She points out features, symbolism, embedded in the painting – it deserves contemplation. “I tried to incorporate other things, the symbol with the little feathers in one of the dancers on her back (with rainbow colours) – it represents the two-spirit people, gender diverse people. You see all the little dots, representing all the beading our people do – that is another Indigenous art that was dying (and is revived). You see a lot of the Indigenous artists doing beading, painting, birch bark biting and birch baskets, quill work.”
Somers says her artwork exploded with colour when her baby came into their lives. “The colour came. I never painted with colour until my rainbow baby came. My husband and I adopted and we had so many losses along the way to get to the adoption. At one point I made her a little table, and everything I paint for her is rainbow stuff, so she’s my rainbow baby … I’m the mama bear and I’m extremely protective of her – and all of a sudden, my art burst with colour and has really taken off.”

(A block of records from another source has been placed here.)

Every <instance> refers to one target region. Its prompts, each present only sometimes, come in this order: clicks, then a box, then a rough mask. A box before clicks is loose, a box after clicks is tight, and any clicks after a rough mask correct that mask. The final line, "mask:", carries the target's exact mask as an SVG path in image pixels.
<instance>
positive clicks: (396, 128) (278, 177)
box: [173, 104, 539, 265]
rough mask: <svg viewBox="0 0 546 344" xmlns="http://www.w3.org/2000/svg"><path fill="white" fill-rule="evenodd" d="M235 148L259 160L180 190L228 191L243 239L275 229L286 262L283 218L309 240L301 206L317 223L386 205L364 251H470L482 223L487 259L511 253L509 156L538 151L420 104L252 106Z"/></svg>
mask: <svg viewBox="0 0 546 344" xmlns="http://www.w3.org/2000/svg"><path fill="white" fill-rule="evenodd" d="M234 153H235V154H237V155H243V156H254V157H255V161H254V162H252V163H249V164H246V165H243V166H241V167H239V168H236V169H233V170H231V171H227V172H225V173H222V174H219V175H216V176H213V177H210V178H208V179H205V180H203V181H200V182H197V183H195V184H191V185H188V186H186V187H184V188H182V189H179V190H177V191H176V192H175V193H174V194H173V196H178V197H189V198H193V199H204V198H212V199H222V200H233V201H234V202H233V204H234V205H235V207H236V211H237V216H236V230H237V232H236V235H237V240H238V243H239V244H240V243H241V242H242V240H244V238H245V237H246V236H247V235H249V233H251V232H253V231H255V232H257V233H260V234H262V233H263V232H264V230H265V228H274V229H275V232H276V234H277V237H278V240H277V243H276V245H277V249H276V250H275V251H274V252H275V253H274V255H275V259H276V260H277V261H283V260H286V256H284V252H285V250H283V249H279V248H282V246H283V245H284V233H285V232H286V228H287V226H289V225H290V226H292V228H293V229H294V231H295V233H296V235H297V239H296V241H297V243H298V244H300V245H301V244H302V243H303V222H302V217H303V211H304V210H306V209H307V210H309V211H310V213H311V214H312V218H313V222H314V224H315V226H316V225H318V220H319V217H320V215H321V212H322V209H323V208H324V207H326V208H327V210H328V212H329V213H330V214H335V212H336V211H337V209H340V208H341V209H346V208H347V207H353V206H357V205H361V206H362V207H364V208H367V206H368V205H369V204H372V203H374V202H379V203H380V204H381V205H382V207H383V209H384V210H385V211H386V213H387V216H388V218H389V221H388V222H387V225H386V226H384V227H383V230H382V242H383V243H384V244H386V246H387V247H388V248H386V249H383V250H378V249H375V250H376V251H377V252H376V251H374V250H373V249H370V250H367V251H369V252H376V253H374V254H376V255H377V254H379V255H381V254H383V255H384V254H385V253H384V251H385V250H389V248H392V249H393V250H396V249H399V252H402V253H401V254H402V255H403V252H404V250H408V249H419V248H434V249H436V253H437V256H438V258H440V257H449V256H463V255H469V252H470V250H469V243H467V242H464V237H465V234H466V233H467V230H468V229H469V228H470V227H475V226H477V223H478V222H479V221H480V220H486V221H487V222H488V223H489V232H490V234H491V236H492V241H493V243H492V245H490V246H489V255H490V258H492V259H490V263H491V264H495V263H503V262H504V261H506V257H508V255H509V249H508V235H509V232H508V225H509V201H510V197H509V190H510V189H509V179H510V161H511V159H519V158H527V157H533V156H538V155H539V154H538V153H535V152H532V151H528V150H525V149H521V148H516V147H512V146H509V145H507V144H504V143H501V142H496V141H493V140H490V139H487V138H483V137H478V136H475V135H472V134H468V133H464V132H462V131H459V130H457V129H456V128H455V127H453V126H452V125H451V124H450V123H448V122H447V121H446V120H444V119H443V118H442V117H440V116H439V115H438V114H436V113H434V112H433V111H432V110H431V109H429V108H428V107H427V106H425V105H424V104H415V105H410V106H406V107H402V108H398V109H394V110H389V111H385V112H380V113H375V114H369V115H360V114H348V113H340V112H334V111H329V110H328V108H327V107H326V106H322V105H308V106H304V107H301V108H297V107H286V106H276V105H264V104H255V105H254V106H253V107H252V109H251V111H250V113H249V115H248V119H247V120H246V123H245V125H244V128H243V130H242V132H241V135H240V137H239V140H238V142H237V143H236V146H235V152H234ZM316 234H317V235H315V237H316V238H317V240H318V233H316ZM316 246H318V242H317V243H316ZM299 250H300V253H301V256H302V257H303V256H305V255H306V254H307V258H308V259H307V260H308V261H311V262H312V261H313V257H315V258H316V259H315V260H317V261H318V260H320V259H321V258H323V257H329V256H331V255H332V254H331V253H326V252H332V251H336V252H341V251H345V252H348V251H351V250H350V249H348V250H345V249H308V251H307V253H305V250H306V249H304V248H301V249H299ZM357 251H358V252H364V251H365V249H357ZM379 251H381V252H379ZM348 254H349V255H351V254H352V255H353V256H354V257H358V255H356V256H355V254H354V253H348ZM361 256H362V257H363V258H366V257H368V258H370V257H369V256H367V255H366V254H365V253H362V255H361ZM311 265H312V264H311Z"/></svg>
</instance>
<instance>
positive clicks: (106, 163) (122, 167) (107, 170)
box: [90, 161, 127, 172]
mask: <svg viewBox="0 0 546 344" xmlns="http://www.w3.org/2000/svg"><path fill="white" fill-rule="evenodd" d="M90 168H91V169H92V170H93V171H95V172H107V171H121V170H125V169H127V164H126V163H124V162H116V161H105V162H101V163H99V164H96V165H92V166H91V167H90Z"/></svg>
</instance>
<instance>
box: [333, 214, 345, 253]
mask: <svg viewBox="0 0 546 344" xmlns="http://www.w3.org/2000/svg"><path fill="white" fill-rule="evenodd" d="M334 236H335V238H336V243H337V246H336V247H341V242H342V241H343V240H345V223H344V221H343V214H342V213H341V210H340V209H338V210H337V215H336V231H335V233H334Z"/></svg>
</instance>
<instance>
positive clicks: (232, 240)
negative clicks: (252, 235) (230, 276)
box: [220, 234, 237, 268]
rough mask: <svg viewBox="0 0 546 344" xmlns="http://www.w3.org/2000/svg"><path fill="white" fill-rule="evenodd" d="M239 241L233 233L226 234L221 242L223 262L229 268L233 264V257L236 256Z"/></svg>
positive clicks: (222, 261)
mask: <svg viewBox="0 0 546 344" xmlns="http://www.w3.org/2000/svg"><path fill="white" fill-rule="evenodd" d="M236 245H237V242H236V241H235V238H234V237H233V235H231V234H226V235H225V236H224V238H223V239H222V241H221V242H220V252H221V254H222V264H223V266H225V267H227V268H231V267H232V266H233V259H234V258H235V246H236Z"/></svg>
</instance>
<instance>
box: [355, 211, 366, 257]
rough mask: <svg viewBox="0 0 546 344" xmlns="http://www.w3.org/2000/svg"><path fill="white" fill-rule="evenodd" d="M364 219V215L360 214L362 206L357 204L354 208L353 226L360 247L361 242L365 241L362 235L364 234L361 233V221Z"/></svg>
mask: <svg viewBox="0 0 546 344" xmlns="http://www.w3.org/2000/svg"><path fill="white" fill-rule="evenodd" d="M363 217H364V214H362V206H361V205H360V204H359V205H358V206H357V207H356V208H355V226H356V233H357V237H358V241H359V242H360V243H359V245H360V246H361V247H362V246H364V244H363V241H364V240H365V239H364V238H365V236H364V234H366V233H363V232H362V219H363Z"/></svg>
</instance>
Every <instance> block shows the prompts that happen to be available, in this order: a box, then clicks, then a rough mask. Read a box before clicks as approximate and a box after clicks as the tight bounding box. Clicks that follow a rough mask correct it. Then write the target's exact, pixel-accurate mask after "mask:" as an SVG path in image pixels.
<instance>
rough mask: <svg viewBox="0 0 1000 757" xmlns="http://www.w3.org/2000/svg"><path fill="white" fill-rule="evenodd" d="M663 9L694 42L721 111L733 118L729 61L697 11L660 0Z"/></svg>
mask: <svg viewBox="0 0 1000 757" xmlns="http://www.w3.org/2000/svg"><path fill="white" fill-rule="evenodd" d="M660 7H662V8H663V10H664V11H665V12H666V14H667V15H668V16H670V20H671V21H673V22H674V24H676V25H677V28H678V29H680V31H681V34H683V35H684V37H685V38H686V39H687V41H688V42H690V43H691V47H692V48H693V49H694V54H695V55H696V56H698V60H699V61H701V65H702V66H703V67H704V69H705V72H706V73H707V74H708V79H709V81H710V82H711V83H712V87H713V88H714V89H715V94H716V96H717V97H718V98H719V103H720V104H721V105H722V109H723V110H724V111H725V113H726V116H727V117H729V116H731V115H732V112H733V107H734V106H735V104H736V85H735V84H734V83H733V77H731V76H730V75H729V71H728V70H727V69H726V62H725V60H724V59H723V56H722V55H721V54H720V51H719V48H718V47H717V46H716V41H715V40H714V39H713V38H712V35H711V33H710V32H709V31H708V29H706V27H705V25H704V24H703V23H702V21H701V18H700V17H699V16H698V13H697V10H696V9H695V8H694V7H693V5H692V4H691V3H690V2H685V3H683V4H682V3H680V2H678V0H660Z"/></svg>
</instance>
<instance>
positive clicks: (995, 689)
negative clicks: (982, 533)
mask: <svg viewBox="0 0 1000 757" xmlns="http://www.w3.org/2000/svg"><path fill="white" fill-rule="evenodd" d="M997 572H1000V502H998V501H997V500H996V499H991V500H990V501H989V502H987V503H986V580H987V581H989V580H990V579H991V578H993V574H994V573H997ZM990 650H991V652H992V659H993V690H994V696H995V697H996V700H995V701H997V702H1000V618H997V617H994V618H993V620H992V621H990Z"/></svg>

Her journey to being one of the artists embellishing the streets of Sturgeon Falls also has a bit of serendipity. “Being new to community, we were driving around Sturgeon and saw the beautiful paintings and I said, ‘Hey! I want to do that!’ And within a week [Gayle Primeau] called me to see if I wanted to be a vendor at the market. I asked her ‘Who do I contact to do a mural?’ and she said ‘That’s me’, so it just came about like that!”